The dilemma is not a new one for Idahoans who value their own individual individualism and personal freedom. Several Republicans, the state's most dominant political party, have expressed publicly and privately the need to allow marijuana legalization in the Gem State.
The New York Times shares that Oregon's move to mainstream marijuana was lucrative. Ontario's first year of legal marijuana brought in $1.8 million and rose another sixty-five percent the following year.
Boise City Councilman Patrick Bageant expressed his pro-pot position to the New York Times. "Legalizing marijuana can help bring in different forms of cash," Mr. Bageant said. "Just look around the country — we as a state should be more forward-looking."
However, what isn't reported is how the legalization of marijuana has caused more crime, drug addiction, and the closing of several businesses in Ontario.
Idaho is the only state in the union that has not legalized marijuana.
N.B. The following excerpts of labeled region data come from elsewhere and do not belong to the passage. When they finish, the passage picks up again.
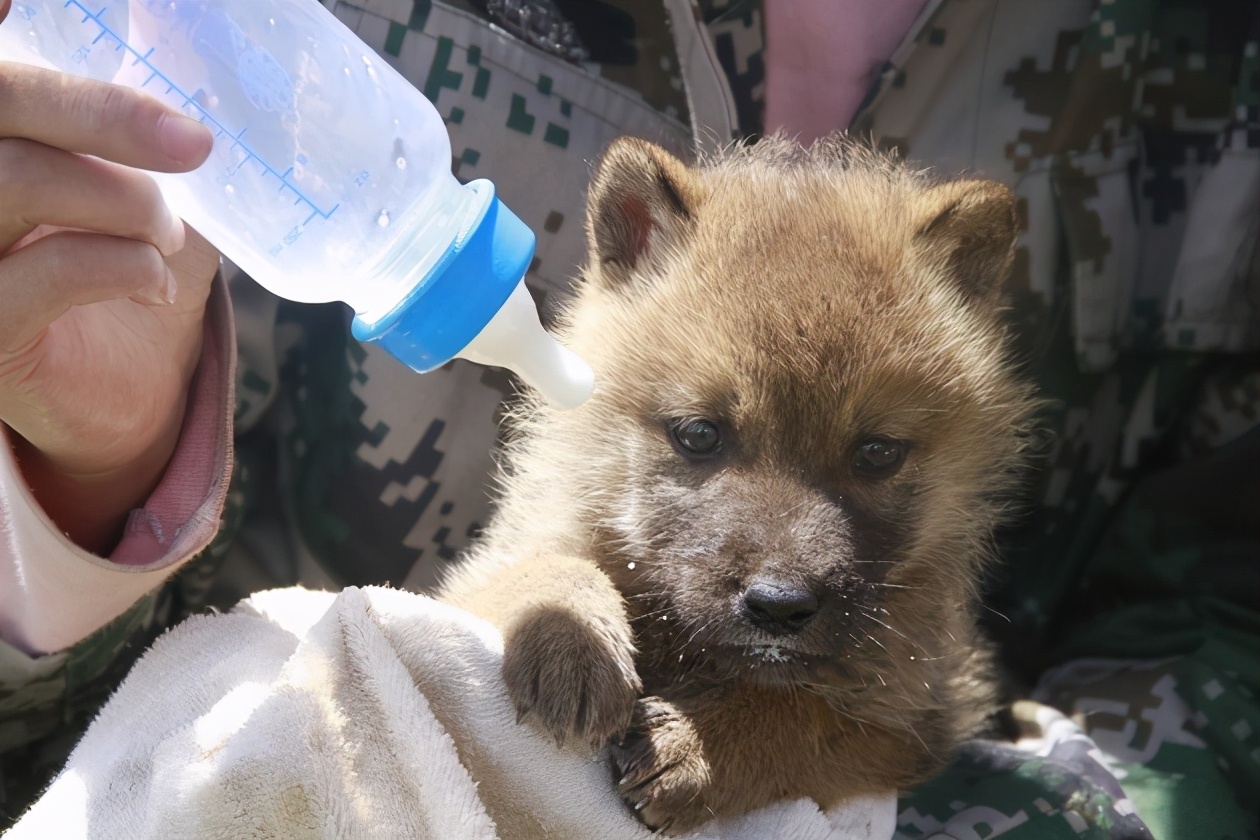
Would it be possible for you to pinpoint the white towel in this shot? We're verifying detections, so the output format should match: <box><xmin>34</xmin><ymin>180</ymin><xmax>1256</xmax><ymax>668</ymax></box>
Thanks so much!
<box><xmin>5</xmin><ymin>588</ymin><xmax>896</xmax><ymax>840</ymax></box>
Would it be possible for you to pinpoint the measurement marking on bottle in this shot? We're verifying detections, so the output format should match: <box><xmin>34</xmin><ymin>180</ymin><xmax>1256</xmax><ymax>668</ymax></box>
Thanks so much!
<box><xmin>64</xmin><ymin>0</ymin><xmax>341</xmax><ymax>226</ymax></box>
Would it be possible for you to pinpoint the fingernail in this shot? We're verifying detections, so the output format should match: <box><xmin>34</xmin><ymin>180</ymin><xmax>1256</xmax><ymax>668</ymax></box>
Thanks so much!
<box><xmin>158</xmin><ymin>207</ymin><xmax>184</xmax><ymax>257</ymax></box>
<box><xmin>158</xmin><ymin>113</ymin><xmax>214</xmax><ymax>166</ymax></box>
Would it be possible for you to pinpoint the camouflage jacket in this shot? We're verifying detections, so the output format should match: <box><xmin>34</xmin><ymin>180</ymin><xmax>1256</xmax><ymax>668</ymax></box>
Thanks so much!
<box><xmin>0</xmin><ymin>0</ymin><xmax>1260</xmax><ymax>840</ymax></box>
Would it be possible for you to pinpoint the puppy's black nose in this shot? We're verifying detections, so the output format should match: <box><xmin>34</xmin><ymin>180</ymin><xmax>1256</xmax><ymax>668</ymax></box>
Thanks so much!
<box><xmin>743</xmin><ymin>581</ymin><xmax>818</xmax><ymax>635</ymax></box>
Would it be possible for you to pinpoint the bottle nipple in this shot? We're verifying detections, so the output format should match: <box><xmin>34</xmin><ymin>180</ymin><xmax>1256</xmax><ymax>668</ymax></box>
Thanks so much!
<box><xmin>456</xmin><ymin>281</ymin><xmax>595</xmax><ymax>408</ymax></box>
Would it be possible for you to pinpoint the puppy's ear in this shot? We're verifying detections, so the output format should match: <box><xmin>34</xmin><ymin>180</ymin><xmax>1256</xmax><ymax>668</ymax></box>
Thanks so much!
<box><xmin>915</xmin><ymin>181</ymin><xmax>1018</xmax><ymax>304</ymax></box>
<box><xmin>586</xmin><ymin>137</ymin><xmax>703</xmax><ymax>287</ymax></box>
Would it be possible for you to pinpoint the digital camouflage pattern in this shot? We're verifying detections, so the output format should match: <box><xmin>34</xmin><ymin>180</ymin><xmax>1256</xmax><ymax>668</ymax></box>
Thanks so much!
<box><xmin>0</xmin><ymin>0</ymin><xmax>1260</xmax><ymax>840</ymax></box>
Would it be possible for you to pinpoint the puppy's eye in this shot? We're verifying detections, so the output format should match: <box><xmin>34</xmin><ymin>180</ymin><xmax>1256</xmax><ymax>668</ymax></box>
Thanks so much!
<box><xmin>853</xmin><ymin>437</ymin><xmax>907</xmax><ymax>479</ymax></box>
<box><xmin>669</xmin><ymin>417</ymin><xmax>722</xmax><ymax>458</ymax></box>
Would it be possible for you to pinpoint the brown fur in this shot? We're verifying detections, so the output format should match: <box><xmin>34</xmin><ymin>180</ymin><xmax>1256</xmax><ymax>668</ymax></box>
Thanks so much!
<box><xmin>444</xmin><ymin>139</ymin><xmax>1031</xmax><ymax>831</ymax></box>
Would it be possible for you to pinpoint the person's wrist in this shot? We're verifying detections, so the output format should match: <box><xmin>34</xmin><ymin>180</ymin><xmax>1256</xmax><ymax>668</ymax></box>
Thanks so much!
<box><xmin>9</xmin><ymin>394</ymin><xmax>186</xmax><ymax>557</ymax></box>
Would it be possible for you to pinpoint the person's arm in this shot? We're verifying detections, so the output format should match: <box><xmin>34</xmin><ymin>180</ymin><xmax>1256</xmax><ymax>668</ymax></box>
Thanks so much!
<box><xmin>765</xmin><ymin>0</ymin><xmax>926</xmax><ymax>145</ymax></box>
<box><xmin>0</xmin><ymin>280</ymin><xmax>236</xmax><ymax>656</ymax></box>
<box><xmin>0</xmin><ymin>0</ymin><xmax>233</xmax><ymax>652</ymax></box>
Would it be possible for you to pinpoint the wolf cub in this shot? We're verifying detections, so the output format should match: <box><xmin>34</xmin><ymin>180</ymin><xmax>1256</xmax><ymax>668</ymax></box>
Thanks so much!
<box><xmin>444</xmin><ymin>137</ymin><xmax>1033</xmax><ymax>831</ymax></box>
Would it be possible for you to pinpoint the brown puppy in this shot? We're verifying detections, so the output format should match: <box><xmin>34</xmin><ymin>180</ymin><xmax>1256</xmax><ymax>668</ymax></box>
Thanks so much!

Idaho Governor Brad Little stated that he was not the governor who would legalize marijuana. There have been several efforts both at the legislative level along with talks of public referendums. All efforts have failed to move out of a committee or get the number of signatures to move the needle.
Several law enforcement officers working on the Idaho/Oregon border tell us they pride themselves in keeping Idaho drug-free. The federal government may not enforce federal law, which allows states to legalize weed without penalty, but dispensary owners cannot use banks or file federal taxes.